Now SCICEX is being resurrected – this time, classified missions are being asked to collect research data. Nature talked to two of the researchers involved in the next phase of the project, biologist Raymond Sambrotto and chemist Bill Smethie, both of the Lamont-Doherty Earth Observatory at Columbia University in New York.
Was it hard to get the Navy to restart this programme?
BS: The Navy seems to be quite interested in the changes that are occurring in the Arctic. They're interested because they need to know what capabilities they'll need to operate in the Arctic in the future, and what US assets need to be protected, such as shipping, which may become more prevalent.
The plan here is to take advantage of transits across the Arctic Ocean. Submarines have to go from one side to the other, and the Navy is willing to add two or three days to that transit time to allow for the collection of scientific data and samples. But they won't allow civilian scientists to go, so a research plan has been developed in which Navy personnel and a civilian arm of the Navy called the Arctic Submarine Laboratory, based in San Diego, California, will collect the data and samples.
RS: This will be catch as catch can. The Navy has specified a geographical area — as long as the sub is in that area and is operating within certain depth limits and speed limits, it will release the data to us immediately upon the sub's return.
How important are these data to researchers such as yourselves?
BS: It is hard to get to many regions of the Arctic Ocean to sample. A submarine can do this quite readily. We need to develop time series to see how things are changing in the Arctic, and things are changing quite rapidly now.
As the ice is melting back, it's changing the freshwater content. And it's changing the biology as more water becomes open during the summer. So it's very important to document how this change is occurring and to understand it.
What kinds of measurements are you hoping to obtain?
BS: Temperature and salinity data will be collected on these cruises by launching devices called expendable CTDs (conductivity, temperature, depth sensors). These are probes that are launched from the submarine and fall through the water column measuring temperature and salinity, which are recorded on the sub.
The water samples we'll collect will be for salinity, for nutrients, for certain trace components such as helium, tritium, chlorofluorocarbons and various chemicals for determining the biological parameters.

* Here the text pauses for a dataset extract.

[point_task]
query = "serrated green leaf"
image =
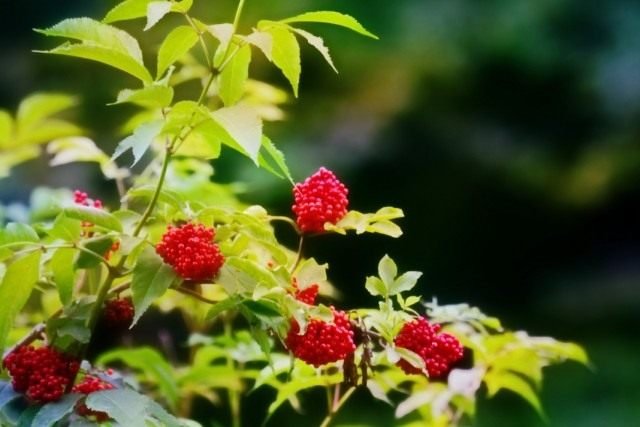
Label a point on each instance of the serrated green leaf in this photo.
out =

One other chemical parameter to be studied are oxygen isotopes: from these, we can determine a freshwater budget for the Arctic. We can find out how much of the water comes from rivers, how much from sea-ice melt and how much from the Pacific Ocean.
RS: For the biology, we'll be looking at levels of chlorophyll in the water and levels of particulate material — some of which is living and some detrital. We'll also be collecting water samples to look at the bacterial and plankton composition of the water. Some of the samples will be brought back for investigation and some work will be done right on the sub.
How many cruises will this work involve?
RS: One or two per year, hopefully. This March, there is the ice camp – every two years the Navy sets up a research camp off the coast of Alaska. They do a variety of things there for military purposes, but it's an opportunity for science as well.
We're using the camp to calibrate the samples coming off the submarines. These are different submarines from those we've worked with before. We need to make sure that there's no contamination or impact from sampling from the submarine. So we're going to be sampling from the ice camp by standard methods of lowering bottles and collecting water and comparing that with the samples collected by the submarine. Then we can calibrate how accurate the submarine samples will be in future.